Life
Born in British Columbia, Canada on 3 December 1925 to English parents from Peterborough, Cambridgeshire, Philip Turner was brought to England in 1926. He was educated at Hinckley Grammar School in Leicestershire and spent many school holidays exploring the East Anglian fens whilst staying with his grandparents. He served his National Service from 1943 to 1946 as a Sub-Lieutenant Mechanical Engineer in the Royal Naval Volunteer Reserve. He then resumed his education at Worcester College, Oxford, whence he graduated in 1949. He married Margaret Diana Samson in 1950 with whom he had two sons and a daughter.
Turner was ordained a priest in the Church of England in 1951 and served in parishes in Leeds, Crawley and Northampton. In the late 1960s he became the Head of Religious Broadcasting for the Midland Region and subsequently became a teacher at Droitwich Spa High School, chaplain of Eton College and a part-time teacher at Malvern College, Worcestershire.
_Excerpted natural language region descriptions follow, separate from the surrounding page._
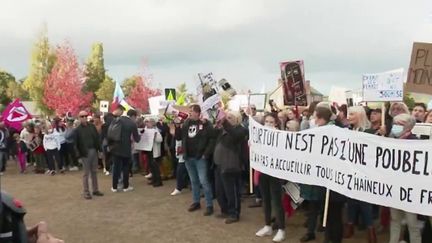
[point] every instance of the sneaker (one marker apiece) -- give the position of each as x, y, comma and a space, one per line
265, 231
98, 194
194, 207
175, 192
73, 168
280, 236
307, 238
231, 220
209, 211
129, 189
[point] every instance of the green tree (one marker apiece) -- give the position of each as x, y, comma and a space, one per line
5, 79
409, 100
42, 59
95, 69
128, 84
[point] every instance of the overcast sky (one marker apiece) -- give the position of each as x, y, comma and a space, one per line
242, 41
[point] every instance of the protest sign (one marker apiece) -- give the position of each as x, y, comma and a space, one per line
104, 106
147, 139
294, 88
338, 95
386, 86
384, 171
259, 100
420, 71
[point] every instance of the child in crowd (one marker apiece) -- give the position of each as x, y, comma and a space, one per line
52, 147
39, 152
21, 152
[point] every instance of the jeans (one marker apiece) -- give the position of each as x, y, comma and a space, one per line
271, 191
121, 166
312, 217
90, 168
365, 211
197, 170
52, 155
395, 226
181, 176
228, 192
334, 227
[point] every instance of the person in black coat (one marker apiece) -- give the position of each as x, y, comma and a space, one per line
229, 165
122, 150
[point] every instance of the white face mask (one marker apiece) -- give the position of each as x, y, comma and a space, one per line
397, 130
312, 123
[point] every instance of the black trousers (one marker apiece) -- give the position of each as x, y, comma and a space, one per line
121, 165
271, 192
228, 192
154, 164
334, 227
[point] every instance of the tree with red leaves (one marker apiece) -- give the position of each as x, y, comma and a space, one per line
63, 87
140, 93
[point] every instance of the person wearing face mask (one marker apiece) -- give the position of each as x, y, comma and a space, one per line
52, 147
229, 165
358, 121
401, 129
271, 191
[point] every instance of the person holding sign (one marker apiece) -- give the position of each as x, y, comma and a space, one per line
401, 129
271, 191
228, 160
334, 223
358, 121
197, 146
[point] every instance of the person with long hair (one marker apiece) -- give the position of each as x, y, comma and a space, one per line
271, 191
358, 121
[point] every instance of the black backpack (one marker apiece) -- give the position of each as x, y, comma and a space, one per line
115, 131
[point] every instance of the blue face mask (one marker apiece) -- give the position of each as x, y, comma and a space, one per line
397, 130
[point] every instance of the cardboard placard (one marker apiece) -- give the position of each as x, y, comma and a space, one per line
294, 87
420, 71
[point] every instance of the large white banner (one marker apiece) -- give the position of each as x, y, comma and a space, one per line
384, 171
387, 86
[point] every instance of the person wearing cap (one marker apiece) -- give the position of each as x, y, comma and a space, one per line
87, 142
419, 112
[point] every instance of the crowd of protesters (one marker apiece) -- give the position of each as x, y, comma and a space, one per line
212, 159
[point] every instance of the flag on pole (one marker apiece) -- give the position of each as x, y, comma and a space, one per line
15, 114
119, 99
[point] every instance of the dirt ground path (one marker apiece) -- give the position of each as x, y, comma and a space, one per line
145, 215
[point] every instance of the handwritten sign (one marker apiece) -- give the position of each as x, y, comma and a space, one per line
420, 70
386, 86
147, 139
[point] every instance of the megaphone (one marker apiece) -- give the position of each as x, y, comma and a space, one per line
170, 110
223, 83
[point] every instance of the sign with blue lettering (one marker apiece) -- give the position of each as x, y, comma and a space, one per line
386, 86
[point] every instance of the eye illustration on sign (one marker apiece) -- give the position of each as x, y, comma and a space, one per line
17, 114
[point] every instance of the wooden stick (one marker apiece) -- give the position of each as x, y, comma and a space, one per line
251, 185
326, 207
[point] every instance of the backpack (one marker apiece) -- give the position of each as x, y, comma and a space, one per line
115, 131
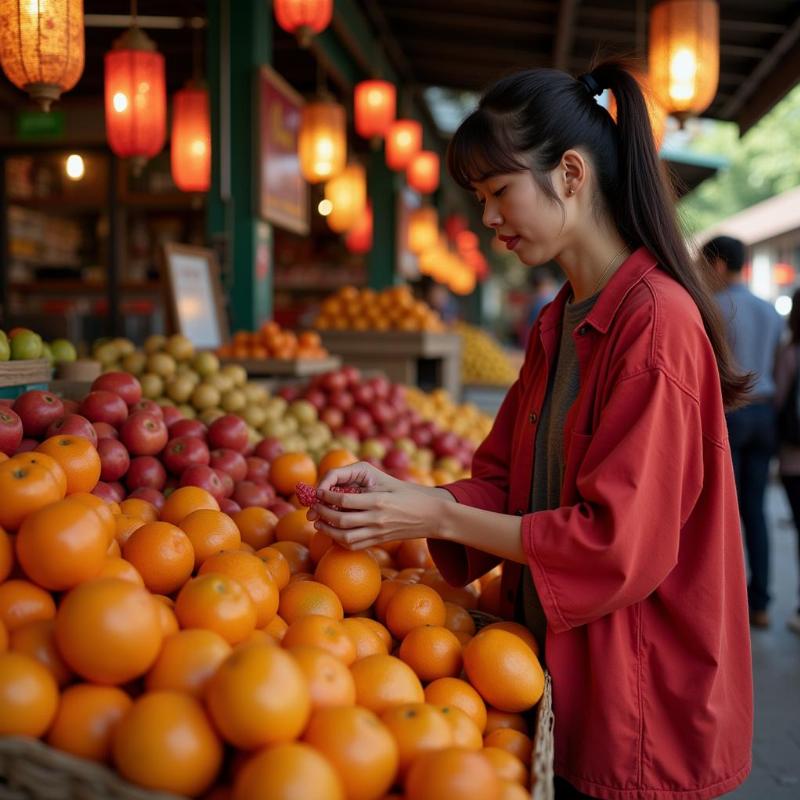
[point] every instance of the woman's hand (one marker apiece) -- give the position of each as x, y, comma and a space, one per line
384, 510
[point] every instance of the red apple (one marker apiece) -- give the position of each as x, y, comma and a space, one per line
229, 461
228, 431
114, 459
269, 449
10, 430
143, 433
184, 452
122, 383
38, 410
74, 425
146, 472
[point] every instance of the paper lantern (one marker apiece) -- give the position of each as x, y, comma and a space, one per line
322, 141
135, 97
684, 55
423, 229
359, 237
190, 152
348, 194
303, 18
422, 172
375, 107
403, 142
42, 46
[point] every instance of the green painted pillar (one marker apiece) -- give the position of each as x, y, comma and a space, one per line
239, 42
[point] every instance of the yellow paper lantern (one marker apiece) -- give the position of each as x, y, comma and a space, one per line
348, 194
684, 55
42, 46
322, 141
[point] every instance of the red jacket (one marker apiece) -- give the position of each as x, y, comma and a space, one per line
640, 571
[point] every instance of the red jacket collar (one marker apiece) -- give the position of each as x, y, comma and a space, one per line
629, 273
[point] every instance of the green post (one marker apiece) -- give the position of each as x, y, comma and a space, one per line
239, 42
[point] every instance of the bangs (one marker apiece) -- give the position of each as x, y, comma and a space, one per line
483, 146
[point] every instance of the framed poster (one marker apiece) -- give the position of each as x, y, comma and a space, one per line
283, 193
195, 302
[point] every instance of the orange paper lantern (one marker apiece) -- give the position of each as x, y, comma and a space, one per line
684, 55
135, 97
42, 46
422, 172
190, 152
375, 107
403, 142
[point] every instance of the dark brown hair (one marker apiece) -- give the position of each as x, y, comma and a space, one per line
528, 120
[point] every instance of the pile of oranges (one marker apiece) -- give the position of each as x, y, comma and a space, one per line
365, 309
272, 341
248, 656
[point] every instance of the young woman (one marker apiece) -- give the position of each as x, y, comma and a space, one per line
606, 484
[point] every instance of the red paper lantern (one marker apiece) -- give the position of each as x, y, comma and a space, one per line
375, 107
136, 97
403, 142
422, 172
190, 150
304, 18
359, 237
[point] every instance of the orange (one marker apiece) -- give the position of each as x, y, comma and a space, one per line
329, 681
432, 652
166, 742
504, 669
334, 459
296, 555
465, 731
62, 544
366, 640
413, 606
162, 554
219, 603
417, 728
37, 640
22, 602
458, 693
292, 770
253, 574
506, 766
452, 772
513, 741
295, 527
184, 501
78, 458
256, 526
210, 532
277, 565
108, 630
384, 681
354, 575
309, 597
259, 696
359, 746
324, 632
28, 695
26, 487
87, 719
499, 720
139, 509
187, 661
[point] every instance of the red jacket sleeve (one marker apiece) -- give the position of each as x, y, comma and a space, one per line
486, 489
639, 476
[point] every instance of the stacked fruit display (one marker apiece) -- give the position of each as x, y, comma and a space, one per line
272, 341
193, 650
483, 360
365, 309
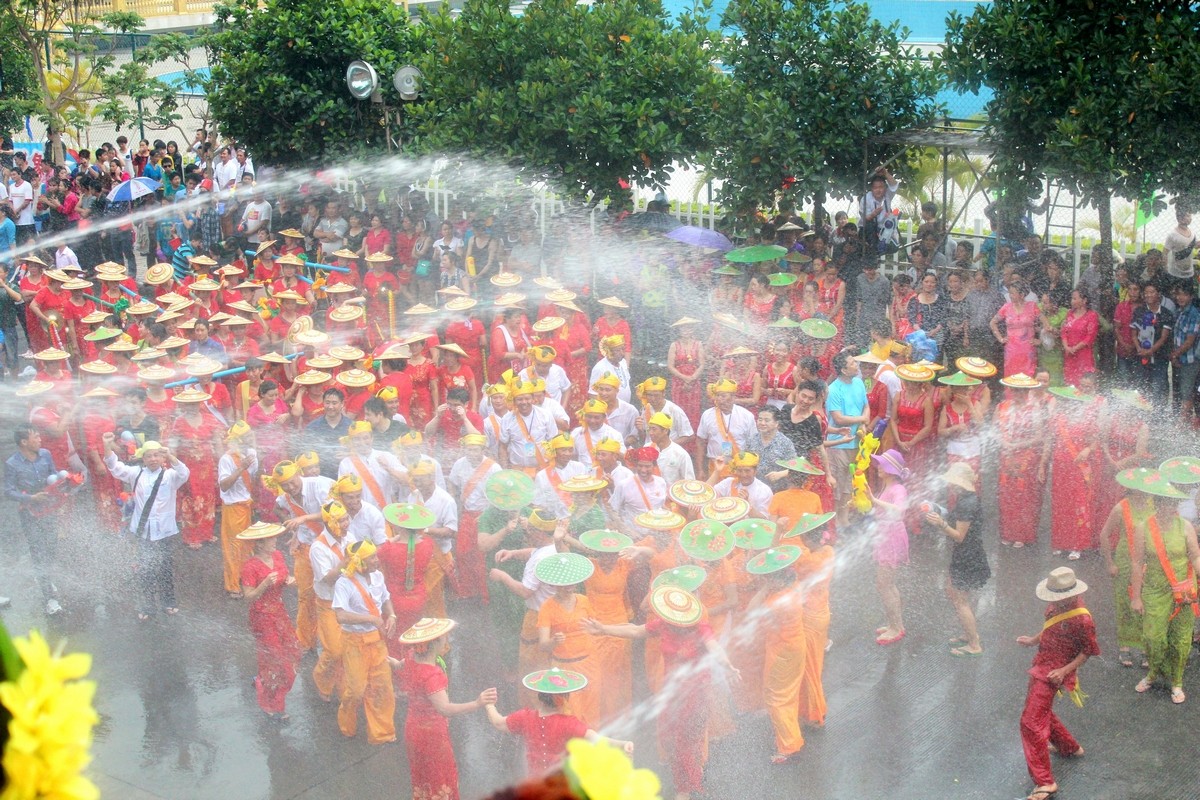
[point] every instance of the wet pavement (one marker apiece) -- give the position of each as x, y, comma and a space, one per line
179, 719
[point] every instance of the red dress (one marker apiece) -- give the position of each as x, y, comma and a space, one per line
1073, 485
688, 396
427, 734
275, 636
545, 737
423, 376
1020, 492
198, 495
406, 581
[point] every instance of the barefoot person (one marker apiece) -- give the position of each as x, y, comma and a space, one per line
1066, 642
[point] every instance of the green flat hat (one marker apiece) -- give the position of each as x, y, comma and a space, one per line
1150, 481
706, 540
819, 329
688, 577
1071, 392
509, 489
774, 559
801, 464
959, 379
753, 534
564, 569
408, 515
809, 522
605, 541
756, 253
1181, 469
555, 681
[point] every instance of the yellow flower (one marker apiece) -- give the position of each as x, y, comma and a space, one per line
49, 734
605, 773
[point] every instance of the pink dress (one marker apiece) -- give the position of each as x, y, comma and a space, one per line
1020, 350
892, 535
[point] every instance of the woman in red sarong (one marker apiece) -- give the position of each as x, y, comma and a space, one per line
679, 624
1071, 447
685, 362
196, 439
263, 577
431, 762
1021, 427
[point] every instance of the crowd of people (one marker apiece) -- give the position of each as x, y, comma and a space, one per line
408, 419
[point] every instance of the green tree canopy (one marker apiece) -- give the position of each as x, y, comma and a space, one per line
810, 83
279, 73
585, 95
1097, 92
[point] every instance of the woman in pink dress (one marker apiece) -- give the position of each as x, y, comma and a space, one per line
1079, 331
1020, 319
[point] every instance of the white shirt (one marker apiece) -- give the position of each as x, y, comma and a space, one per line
529, 578
313, 492
377, 462
367, 523
544, 493
521, 449
348, 599
681, 426
324, 559
628, 501
445, 515
239, 492
619, 370
757, 494
676, 464
581, 441
460, 475
161, 519
738, 422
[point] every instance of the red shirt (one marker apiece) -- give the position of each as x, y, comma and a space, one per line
1063, 641
545, 737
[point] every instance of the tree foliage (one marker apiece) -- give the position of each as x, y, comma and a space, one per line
587, 95
279, 72
810, 83
1097, 92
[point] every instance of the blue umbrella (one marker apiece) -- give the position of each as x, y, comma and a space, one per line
701, 238
130, 191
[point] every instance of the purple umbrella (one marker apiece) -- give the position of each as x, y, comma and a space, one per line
701, 238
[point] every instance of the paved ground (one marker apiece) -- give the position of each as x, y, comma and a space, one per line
179, 720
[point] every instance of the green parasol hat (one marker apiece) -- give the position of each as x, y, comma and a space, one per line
959, 379
774, 559
605, 541
688, 577
1181, 469
706, 540
676, 606
564, 569
801, 464
408, 515
727, 510
509, 489
756, 253
819, 329
753, 534
809, 522
555, 681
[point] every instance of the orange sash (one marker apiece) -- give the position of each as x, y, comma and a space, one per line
1185, 593
369, 480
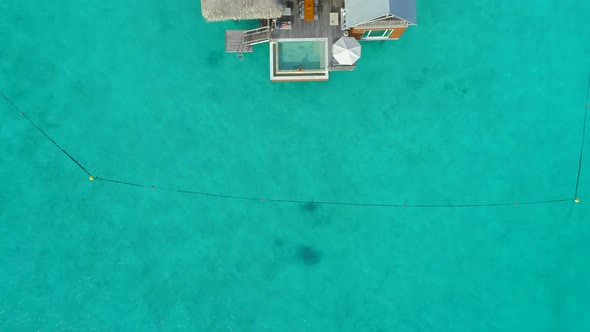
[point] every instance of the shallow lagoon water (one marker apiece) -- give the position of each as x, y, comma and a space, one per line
482, 102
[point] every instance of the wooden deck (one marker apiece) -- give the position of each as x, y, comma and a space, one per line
233, 42
313, 29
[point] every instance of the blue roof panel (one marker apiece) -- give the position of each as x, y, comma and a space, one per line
404, 9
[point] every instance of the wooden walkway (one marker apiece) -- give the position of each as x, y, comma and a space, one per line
234, 41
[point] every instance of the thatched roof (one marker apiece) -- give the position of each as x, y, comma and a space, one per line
223, 10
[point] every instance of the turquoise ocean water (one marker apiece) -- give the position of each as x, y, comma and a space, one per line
482, 102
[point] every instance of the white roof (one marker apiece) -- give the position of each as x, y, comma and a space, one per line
360, 11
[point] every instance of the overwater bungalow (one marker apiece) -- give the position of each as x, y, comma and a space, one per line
309, 38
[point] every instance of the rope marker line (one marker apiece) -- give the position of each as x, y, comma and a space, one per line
342, 203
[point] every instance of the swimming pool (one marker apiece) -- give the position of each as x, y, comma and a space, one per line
299, 59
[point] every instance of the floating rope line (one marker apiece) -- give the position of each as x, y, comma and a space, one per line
294, 201
583, 139
45, 134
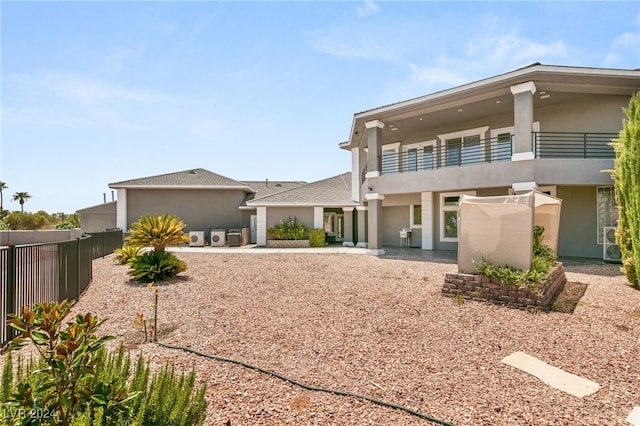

He began writing religious pieces in the mid-1950s and the first of his children's novels was published by Oxford in 1964. Set in the fictional town of Darnley Mills in North East England, Colonel Sheperton's Clock involves a schoolboy mystery woven into an account of a boy's surgery to heal a disabled leg. Four sequels told more stories of the three heroes of the first book and another four created Darnley Mills local history from the nineteenth century to the Second World War.
He also wrote several books for young adults under the name Stephen Chance. The first Septimus book, The Danedyke Mystery (1971), was adapted for television in 1979.
Philip and Margaret lived in West Malvern for 30 years until his death from cancer in January 2006. He is buried at St. Mathias Church, Malvern Link.